4.4. Los elementos integrantes del establecimiento mercantil

4.1. Los elementos integrantes del establecimiento mercantil

Entre los elementos son importantes las materias primas y los productos en el caso del establecimiento industrial y las mercancías.

Las mercancías son bienes muebles, manufacturados o no, afectos al tráfico mercantil. Para el Código de Comercio mercancías son tanto los bienes que el empresario compra para revenderlos en el mismo estado en que los ha comprado, como los bienes que el empresario compra para fabricar o producir otros distintos (art. 325 CCom). Las mercancías transformadas se suelen denominar productos (art. 136 del Texto refundido de la Ley General por la Defensa de los Consumidores y Usuarios).
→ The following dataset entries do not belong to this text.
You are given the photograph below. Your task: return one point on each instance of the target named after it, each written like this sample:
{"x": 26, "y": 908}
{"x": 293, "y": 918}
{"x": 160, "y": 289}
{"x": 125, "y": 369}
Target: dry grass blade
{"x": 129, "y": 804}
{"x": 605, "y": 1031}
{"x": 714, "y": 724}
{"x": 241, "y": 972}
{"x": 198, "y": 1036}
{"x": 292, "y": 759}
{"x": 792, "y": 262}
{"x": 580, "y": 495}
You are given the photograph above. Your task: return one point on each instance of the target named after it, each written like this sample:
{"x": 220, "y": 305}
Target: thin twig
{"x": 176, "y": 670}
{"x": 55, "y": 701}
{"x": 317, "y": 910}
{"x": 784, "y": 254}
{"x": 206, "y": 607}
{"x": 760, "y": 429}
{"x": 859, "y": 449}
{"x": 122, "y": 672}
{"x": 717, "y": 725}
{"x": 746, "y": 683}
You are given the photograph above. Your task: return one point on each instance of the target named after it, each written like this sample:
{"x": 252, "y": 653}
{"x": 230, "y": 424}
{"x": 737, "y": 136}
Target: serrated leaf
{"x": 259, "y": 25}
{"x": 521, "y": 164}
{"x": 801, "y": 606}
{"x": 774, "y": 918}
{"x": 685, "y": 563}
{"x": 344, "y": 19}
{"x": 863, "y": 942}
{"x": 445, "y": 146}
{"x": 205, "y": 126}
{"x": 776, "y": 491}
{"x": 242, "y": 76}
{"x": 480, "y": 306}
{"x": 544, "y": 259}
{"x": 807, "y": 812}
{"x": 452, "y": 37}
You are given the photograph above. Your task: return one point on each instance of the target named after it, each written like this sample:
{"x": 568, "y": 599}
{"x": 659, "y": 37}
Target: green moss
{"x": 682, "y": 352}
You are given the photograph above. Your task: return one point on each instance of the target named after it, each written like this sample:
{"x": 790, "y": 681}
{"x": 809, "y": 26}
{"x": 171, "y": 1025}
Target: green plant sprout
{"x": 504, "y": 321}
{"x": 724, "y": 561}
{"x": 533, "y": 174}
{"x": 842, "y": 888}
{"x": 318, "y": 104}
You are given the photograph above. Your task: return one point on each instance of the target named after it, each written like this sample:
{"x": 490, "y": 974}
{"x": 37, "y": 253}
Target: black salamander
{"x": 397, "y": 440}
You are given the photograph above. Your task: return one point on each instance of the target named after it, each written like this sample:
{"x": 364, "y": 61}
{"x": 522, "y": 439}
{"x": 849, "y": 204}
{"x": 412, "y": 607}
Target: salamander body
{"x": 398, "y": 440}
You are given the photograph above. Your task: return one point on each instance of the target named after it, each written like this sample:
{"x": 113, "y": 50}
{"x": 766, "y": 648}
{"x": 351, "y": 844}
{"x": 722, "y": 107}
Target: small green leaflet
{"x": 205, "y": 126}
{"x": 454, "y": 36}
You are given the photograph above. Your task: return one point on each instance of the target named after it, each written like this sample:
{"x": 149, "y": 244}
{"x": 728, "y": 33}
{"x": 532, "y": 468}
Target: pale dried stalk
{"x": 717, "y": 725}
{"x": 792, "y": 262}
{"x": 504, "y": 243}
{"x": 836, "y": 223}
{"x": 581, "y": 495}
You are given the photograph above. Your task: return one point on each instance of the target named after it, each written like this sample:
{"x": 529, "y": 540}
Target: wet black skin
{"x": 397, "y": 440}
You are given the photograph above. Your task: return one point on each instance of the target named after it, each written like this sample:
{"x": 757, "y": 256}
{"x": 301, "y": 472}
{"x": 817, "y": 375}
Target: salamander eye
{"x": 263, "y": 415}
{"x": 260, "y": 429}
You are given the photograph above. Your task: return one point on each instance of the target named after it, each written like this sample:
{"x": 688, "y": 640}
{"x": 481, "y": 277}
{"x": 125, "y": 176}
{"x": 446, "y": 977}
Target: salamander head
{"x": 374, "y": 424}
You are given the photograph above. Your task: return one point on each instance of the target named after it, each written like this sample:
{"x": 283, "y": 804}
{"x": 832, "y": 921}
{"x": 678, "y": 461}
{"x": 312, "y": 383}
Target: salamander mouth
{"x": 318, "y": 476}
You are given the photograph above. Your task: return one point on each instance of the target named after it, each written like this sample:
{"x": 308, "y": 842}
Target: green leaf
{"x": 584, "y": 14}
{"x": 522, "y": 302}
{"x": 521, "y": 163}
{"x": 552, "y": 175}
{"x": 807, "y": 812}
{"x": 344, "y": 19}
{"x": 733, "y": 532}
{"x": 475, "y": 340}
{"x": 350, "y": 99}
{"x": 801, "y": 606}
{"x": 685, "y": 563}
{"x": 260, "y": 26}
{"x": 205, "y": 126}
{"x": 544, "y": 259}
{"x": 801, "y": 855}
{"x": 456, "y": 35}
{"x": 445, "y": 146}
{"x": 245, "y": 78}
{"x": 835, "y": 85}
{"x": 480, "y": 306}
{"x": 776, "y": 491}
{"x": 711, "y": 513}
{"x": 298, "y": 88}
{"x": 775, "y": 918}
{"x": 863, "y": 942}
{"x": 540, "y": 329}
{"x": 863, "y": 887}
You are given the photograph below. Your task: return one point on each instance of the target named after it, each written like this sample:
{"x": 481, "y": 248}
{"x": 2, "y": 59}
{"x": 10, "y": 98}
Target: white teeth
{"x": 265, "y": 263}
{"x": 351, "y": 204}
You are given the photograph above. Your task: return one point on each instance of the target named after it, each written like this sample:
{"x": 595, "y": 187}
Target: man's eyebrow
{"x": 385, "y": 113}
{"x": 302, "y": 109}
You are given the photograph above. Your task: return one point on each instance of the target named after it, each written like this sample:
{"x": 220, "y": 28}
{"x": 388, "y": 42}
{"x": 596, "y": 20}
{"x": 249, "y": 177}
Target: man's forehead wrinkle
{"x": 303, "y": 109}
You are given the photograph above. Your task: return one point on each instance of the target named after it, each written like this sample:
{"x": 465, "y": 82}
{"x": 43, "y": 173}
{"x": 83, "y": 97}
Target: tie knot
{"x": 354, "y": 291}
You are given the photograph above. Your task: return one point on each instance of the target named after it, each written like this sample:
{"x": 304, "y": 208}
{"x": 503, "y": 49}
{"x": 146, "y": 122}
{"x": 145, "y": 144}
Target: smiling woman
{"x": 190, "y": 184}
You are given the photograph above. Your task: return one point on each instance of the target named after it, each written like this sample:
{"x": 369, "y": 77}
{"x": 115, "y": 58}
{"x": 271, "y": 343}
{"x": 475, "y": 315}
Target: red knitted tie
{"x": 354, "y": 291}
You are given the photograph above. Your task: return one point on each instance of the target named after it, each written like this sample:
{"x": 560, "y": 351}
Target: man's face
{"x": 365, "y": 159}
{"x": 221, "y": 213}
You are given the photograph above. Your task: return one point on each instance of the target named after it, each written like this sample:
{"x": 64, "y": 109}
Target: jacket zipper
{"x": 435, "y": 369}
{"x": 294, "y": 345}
Para calificar un bien como integrante de un establecimiento mercantil es esencial el destino funcional que el empresario haya dado a ese bien. Por el contrario, es irrelevante el título jurídico, real u obligatorio, que legitime al empresario o a la sociedad mercantil para integrar ese bien en el establecimiento y utilizarlo al servicio de una actividad comercial, industrial o de servicios. Por eso los bienes propiedad de un empresario no pueden sin más, por este solo hecho, ser considerados como elementos del establecimiento; y por eso también los bienes propiedad de terceros, a pesar de esa propiedad ajena, pueden formar parte del establecimiento cuando el empresario pueda disponer legítimamente de ellos, y los haya integrado de modo efectivo en el establecimiento.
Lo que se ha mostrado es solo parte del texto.